Recommendations on freedom of expression in Russia presented at the pre-session for the country's 3rd UN Universal Periodic Review
On April 11, 2018, Alexander Verkhovsky, director of SOVA Center, presented recommendations to improve protections for freedom of expression in Russia at the pre-session for the country’s 3rd UN Universal Periodic Review (UPR) in Geneva. Verkhovsky spoke on behalf of a joint coalition including ARTICLE 19, the Mass Media Defence Centre, Roskomsvoboda, OVD-info and PEN International, that had prepared a joint submission for the UPR.
The coalition's briefing stated that since the last UPR "the situation for freedom of expression and related rights in Russia had deteriorated, primarily through the enactment of a series of highly restrictive laws and policies which had been used to target political opposition and civil society in particular, while also creating a pervasive chilling effect on free expression within the country more widely". The members of the coalition report that "freedom of expression and access to information online, and the right to digital privacy, are under especially intense pressure in Russia, as the government has implemented expansive website blocking measures, and sought to enhance already extensive surveillance capabilities".
Verkhovsky spoke on tightening of anti-extremist policies, prosecutions for criticism of the government’s actions and implementation of provisions prohibiting ‘insulting religious feelings’. The speaker further focused on excessive mechanisms of blocking of websites and banning materials as extremist and other instances of limiting access to information online. Excessive surveillance violating the Internet users’ right to privacy was reported as well. The presentation also touched upon the expansion of the state control over Russian media outlets and limitations imposed on foreign media in Russia as well as on cases of criminal prosecution of journalists and acts of violence against them.

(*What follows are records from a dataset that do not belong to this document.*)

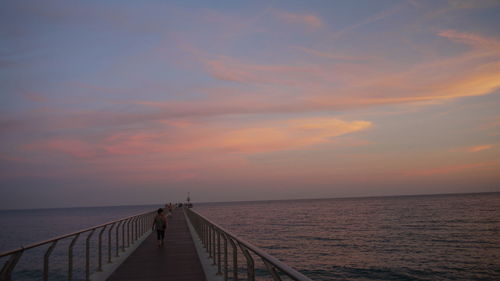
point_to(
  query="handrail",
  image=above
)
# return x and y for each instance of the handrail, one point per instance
(208, 230)
(15, 255)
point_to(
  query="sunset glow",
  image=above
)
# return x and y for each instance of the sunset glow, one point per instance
(121, 102)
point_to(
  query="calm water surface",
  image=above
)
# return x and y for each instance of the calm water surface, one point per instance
(446, 237)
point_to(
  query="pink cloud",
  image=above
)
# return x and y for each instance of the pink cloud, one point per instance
(479, 148)
(451, 169)
(309, 20)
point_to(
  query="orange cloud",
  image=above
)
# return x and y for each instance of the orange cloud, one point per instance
(471, 39)
(479, 148)
(306, 19)
(449, 169)
(73, 147)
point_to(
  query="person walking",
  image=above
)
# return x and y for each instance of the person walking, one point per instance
(160, 224)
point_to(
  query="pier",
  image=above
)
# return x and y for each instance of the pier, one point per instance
(176, 260)
(195, 249)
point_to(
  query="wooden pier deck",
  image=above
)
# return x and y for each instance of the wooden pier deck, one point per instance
(177, 260)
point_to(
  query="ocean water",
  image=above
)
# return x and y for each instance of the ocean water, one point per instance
(23, 227)
(440, 237)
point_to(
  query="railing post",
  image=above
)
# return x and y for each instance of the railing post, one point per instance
(128, 232)
(99, 268)
(110, 245)
(213, 246)
(6, 272)
(123, 234)
(235, 259)
(46, 261)
(250, 263)
(87, 255)
(136, 229)
(225, 257)
(70, 257)
(219, 272)
(117, 238)
(209, 244)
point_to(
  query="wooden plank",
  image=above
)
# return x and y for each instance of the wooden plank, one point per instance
(176, 260)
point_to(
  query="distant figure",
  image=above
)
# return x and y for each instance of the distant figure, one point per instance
(160, 223)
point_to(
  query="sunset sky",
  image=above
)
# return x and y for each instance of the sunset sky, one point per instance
(139, 102)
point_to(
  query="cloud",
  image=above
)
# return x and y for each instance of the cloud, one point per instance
(309, 20)
(479, 148)
(450, 169)
(293, 134)
(472, 39)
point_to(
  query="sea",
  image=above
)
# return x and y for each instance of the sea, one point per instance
(425, 237)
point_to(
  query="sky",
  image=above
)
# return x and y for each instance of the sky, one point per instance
(141, 102)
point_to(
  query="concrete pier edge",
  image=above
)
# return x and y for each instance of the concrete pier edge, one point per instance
(109, 268)
(209, 269)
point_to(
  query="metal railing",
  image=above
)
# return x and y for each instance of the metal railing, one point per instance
(211, 235)
(132, 228)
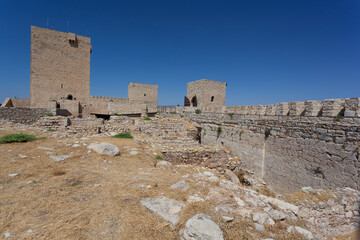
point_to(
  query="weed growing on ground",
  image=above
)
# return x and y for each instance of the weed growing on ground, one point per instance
(123, 135)
(17, 137)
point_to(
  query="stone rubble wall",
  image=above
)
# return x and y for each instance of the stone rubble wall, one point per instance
(212, 159)
(166, 109)
(16, 102)
(289, 152)
(23, 115)
(85, 126)
(349, 107)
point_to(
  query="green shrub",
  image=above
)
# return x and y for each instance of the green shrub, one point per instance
(123, 135)
(17, 137)
(267, 133)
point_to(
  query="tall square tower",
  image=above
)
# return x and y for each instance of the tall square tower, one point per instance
(60, 66)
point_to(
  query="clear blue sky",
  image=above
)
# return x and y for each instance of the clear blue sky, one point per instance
(267, 51)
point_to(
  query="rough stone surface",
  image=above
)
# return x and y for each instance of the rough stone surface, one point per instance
(105, 148)
(231, 176)
(60, 158)
(165, 207)
(163, 164)
(182, 185)
(201, 227)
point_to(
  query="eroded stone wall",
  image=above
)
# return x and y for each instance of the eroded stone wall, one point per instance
(23, 115)
(16, 102)
(289, 152)
(145, 93)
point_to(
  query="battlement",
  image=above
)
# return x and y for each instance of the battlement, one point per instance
(348, 107)
(114, 99)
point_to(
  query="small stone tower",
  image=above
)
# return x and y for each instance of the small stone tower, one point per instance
(205, 93)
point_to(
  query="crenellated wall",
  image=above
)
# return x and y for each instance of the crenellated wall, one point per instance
(23, 115)
(16, 102)
(300, 144)
(329, 107)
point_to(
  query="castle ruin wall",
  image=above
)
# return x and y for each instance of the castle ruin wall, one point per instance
(291, 151)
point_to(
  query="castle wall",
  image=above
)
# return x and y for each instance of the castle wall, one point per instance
(210, 94)
(145, 93)
(16, 102)
(292, 151)
(23, 115)
(60, 66)
(196, 88)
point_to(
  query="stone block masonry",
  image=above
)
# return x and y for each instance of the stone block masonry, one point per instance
(349, 107)
(60, 66)
(291, 151)
(23, 115)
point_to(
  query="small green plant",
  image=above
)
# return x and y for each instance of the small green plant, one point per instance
(17, 137)
(267, 133)
(123, 135)
(231, 115)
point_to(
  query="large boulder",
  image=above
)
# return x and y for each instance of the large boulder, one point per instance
(201, 227)
(165, 207)
(105, 148)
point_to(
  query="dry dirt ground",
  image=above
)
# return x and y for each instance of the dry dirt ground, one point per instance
(92, 196)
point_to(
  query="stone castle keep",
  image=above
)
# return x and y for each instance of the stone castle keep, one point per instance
(60, 79)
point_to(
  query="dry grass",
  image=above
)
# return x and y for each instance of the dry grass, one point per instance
(87, 197)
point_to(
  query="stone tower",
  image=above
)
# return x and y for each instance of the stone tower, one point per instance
(205, 93)
(60, 67)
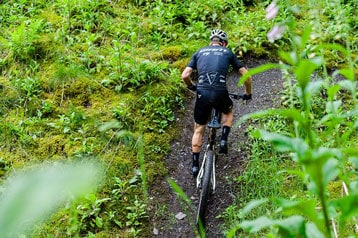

On behalf of the coalition, Verkhovsky proposed a number of recommendations to Russian authorities, which imply amending relevant laws, decriminalizing certain offences, ceasing politically motivated prosecutions, guaranteeing safety of journalists, reducing control over media and ensure that Internet users have the possibility to browse and publish freely and anonymously and their rights may only be limited by court order.